In the second stage, a cluster of addresses is selected from each sampled PSU. Addresses are chosen systematically using standard random route procedures, beginning with an initial address selected at random. In some countries respondents were randomly selected from electoral registers, such as Great Britain (until Eurobarometer 35), Republic of Ireland and Luxembourg (until Eurobarometer 32). At least initially, Sweden was using a random sample bought at the government census bureau. In each household, a respondent is selected by a random procedure, such as the first birthday method. Up to two recalls are made to obtain an interview with the selected respondent. No more than one interview is conducted in each household. In the case of special target groups or oversamples the sampling procedure may differ (e.g. quota sampling).

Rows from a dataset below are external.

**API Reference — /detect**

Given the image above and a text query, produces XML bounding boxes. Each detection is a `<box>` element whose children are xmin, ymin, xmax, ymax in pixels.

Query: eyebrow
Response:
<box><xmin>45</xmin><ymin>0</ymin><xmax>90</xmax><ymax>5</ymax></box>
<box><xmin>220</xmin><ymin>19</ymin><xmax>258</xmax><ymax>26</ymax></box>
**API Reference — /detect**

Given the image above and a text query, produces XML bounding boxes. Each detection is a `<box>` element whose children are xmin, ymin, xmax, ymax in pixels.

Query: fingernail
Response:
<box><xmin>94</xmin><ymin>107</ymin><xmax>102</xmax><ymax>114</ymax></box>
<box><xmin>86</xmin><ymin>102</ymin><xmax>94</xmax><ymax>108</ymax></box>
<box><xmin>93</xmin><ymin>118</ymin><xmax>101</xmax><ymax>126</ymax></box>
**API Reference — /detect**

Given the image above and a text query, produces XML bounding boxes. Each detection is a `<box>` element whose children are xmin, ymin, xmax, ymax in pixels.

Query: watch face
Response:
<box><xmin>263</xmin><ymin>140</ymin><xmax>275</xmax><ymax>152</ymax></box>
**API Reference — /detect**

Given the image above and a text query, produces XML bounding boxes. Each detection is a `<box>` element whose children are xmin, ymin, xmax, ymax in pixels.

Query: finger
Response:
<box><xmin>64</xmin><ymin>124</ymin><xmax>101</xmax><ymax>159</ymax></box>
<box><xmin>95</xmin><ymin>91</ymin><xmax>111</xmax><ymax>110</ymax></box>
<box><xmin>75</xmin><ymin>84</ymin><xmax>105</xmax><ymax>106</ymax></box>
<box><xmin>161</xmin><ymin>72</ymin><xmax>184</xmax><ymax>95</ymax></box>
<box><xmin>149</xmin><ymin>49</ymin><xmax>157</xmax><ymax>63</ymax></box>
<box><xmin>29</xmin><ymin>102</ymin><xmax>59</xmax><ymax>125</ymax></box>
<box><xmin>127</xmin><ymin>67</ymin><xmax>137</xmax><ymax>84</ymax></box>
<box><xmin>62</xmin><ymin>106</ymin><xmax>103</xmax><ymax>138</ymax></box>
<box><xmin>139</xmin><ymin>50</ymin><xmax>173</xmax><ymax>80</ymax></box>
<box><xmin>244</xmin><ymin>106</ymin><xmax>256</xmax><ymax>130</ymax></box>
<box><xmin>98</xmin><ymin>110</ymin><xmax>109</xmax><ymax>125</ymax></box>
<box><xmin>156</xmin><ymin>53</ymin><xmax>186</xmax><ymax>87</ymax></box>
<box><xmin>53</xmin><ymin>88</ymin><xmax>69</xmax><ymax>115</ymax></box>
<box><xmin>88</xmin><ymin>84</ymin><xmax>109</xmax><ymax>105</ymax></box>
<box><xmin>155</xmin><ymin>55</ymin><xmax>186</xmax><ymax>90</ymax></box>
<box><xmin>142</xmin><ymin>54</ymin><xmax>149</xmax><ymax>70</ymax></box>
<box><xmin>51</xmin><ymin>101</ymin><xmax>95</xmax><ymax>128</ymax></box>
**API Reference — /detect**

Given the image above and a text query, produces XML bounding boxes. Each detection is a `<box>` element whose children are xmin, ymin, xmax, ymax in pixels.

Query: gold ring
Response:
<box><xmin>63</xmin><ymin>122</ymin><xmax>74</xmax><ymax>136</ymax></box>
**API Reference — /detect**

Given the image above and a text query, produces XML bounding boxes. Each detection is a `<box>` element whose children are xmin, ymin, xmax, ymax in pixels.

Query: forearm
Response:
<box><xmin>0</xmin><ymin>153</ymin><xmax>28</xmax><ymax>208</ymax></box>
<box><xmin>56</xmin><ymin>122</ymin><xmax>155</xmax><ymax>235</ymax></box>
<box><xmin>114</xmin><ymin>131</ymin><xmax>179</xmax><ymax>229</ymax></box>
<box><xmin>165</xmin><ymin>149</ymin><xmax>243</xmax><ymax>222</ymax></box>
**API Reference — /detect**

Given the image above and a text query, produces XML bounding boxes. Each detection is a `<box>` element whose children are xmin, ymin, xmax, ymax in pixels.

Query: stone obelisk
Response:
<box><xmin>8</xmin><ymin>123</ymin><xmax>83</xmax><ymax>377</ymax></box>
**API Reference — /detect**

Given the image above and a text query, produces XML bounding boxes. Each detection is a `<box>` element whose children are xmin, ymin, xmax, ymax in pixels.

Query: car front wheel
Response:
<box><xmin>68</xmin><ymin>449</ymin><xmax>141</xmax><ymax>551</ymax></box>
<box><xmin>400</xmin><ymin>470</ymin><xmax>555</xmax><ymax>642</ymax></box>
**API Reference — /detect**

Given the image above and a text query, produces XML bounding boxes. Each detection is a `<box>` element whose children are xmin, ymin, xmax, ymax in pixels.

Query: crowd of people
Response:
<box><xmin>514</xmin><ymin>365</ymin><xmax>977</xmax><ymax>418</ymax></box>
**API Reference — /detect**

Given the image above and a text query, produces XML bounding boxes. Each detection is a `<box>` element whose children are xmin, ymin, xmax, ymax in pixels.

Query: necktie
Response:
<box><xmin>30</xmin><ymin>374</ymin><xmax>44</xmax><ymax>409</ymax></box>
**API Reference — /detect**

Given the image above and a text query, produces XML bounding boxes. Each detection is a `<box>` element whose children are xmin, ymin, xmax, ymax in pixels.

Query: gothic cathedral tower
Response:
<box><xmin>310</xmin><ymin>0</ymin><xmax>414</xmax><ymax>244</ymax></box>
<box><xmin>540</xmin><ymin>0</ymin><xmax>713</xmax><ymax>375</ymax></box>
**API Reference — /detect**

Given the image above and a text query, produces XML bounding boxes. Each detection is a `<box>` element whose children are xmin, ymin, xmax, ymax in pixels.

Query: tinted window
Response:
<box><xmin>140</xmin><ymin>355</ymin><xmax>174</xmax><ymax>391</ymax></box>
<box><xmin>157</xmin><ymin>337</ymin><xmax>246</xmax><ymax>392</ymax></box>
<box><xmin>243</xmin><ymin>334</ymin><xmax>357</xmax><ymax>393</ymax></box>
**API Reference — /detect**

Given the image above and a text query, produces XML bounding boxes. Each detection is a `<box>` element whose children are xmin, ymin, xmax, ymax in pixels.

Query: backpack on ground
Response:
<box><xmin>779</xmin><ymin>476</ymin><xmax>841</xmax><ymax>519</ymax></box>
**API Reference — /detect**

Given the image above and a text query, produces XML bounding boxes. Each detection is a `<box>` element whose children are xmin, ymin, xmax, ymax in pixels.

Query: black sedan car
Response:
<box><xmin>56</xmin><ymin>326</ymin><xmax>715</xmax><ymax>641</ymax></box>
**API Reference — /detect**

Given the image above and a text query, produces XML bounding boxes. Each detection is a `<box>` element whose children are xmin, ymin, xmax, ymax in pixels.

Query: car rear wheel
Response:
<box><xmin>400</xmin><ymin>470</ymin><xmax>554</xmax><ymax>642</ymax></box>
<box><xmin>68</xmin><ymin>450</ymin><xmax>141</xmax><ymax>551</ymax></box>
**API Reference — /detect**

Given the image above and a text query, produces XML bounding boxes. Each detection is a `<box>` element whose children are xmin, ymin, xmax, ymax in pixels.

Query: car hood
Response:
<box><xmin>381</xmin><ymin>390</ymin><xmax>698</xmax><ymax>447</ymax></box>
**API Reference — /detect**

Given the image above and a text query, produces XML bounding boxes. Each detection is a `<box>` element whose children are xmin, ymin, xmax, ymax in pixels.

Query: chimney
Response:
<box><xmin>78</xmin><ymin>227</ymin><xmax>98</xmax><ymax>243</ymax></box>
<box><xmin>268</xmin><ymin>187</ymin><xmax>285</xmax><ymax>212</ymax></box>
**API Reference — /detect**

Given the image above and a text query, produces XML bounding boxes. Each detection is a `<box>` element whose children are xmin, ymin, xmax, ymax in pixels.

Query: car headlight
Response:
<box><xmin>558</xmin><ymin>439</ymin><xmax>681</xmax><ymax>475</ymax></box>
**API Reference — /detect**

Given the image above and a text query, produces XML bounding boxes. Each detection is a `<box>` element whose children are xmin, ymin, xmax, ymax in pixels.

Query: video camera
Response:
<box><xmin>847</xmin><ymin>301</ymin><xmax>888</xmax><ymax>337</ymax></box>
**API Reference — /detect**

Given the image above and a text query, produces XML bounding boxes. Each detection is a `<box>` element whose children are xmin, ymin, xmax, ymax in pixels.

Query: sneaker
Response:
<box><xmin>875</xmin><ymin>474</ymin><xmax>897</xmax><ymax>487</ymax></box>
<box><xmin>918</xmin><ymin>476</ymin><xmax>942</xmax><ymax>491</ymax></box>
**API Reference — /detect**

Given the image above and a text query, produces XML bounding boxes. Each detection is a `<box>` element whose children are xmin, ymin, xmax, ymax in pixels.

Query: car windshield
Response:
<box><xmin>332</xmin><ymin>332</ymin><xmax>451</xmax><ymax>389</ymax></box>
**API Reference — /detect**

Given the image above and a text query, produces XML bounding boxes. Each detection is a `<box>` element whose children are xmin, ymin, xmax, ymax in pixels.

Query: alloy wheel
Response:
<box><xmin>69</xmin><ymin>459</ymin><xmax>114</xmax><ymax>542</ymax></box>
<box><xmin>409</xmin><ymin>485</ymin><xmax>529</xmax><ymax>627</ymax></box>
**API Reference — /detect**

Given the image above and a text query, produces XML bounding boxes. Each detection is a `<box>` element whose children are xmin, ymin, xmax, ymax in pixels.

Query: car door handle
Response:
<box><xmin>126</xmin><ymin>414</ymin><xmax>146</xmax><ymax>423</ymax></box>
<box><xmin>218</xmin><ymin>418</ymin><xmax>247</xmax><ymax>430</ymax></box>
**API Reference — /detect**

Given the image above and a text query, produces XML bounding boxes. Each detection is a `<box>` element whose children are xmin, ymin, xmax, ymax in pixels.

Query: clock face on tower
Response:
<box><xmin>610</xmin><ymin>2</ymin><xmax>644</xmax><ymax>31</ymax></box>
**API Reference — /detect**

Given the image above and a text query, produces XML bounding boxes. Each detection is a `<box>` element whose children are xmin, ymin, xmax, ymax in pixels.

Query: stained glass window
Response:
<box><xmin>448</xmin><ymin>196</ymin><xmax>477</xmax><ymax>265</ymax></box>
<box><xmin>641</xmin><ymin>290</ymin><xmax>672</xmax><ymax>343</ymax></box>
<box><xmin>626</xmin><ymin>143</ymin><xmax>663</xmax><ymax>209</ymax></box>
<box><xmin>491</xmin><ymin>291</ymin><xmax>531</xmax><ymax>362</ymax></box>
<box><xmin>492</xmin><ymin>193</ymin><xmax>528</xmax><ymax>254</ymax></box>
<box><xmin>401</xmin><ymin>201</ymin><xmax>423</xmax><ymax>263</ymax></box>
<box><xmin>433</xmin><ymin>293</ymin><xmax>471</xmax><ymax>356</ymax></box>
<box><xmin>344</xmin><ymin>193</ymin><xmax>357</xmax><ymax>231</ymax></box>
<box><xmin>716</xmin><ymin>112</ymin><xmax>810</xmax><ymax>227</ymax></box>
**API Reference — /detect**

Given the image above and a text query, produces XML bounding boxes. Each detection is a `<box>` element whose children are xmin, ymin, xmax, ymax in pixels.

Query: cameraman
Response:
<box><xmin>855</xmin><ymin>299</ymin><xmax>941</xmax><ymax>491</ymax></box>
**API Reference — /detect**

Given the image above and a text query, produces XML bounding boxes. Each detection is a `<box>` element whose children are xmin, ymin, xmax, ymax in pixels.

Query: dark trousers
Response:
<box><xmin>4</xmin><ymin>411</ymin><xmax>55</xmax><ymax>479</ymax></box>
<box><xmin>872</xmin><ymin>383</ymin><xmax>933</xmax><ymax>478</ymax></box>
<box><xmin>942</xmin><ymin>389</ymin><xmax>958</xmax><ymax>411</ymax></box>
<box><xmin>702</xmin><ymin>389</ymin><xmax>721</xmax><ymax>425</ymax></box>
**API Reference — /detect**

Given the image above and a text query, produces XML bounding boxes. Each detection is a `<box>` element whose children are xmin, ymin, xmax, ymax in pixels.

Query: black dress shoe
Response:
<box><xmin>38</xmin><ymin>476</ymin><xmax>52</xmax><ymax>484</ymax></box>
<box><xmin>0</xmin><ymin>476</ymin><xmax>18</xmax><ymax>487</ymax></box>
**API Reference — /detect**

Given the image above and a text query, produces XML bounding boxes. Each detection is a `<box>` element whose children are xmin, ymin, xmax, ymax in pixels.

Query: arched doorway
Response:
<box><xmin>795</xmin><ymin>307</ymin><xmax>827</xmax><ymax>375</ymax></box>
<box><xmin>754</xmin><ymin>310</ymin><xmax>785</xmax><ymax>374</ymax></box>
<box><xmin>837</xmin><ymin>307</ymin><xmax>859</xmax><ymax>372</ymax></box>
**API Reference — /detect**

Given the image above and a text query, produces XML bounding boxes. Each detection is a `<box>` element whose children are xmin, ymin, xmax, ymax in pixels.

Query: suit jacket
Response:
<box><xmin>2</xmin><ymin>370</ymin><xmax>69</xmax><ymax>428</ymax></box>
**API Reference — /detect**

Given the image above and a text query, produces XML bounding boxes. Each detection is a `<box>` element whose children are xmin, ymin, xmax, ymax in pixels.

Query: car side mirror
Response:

In previous Eurobarometer surveys up to Eurobarometer 31A (June 1989), different sampling methods were used which varied between countries. The sampling designs were either multi-stage national probability samples or national stratified quota samples. In each country a random selection of sampling points was made in such a way that all types of area (urban, rural, etc.) are represented in proportion of their populations. The choice of respondents was made in a second stage. In Belgium (up to Eurobarometer 23), Denmark, Luxembourg, and the Netherlands a random selection from suitable population or electoral lists (of individuals or households) was used, in Belgium (starting with Eurobarometer 24), France, Italy, United Kingdom, and Ireland quota sampling established by sex, age and occupation on the basis of census data, in Greece, Spain and Portugal a random route procedure. Germany used quota sampling established by sex, age and occupation on the basis of census data until Eurobarometer 23 and random route starting with Eurobarometer 24 (October 1985). For the surveys up to Eurobarometer 7 sampling information is not available.
In all Eurobarometer member countries, fieldwork is conducted on the basis of detailed and uniform instructions. Equivalent basic bilingual questionnaires (English/French) are developed and translated into the other relevant languages. Back-translation control is applied. TNS Opinion describes the translation as a multistage process, starting from the master questionnaire finalised by TNS and translated by the local partner institutes. Proof reading and back-translation - after interim adaptation through the institutes - is performed by independent translators, followed by central checks, local changes and final approvement through TNS.
Two (or more) language versions are used in Belgium, Luxembourg, Finland, and starting with Eurobarometer 62 (October 2004) in Spain, Estonia, Latvia, Malta and Turkey.
There is also copyright information on Eurobarometer questionnaires provided.
Interviews for Standard and Special Topic Eurobarometer are conducted face-to-face in respondents' homes. By way of exception in Sweden interviews for Eurobarometer 42 have been carried out by telephone. As far as the data capture is concerned, the use of CAPI (Computer Assisted Personal Interview) was for the first time documented for Eurobarometer 62 and "for those countries where this technique was available".
Starting with autumn 2004 (Eurobarometer 62) the Standard Eurobarometer are run and coordinated by TNS opinion (formerly TNS Opinion & Social), a consortium formed by Taylor Nelson Sofres (TNS) and EOS Gallup Europe.
Between autumn 1998 (Eurobarometer 32) and spring 2004 the fieldwork was carried out by national institutes associated with INRA (International Research Associates) EUROPE - European Coordination Office in Brussels. INRA EUROPE was also responsible for the co-ordination and the production of the integrated data sets, starting with Eurobarometer 54 in co-operation with GfK in the new European Opinion Research Group EEIG. Until Eurobarometer 31A, the fieldwork was carried out by national organizations belonging to the European Omnibus Survey (EOS-GALLUP Europe). The surveys were then coordinated and integrated by 'Faits et Opinions' in Paris.
All participating institutes are members of the "European Society for Opinion and Marketing Research" ESOMAR and comply with its standards.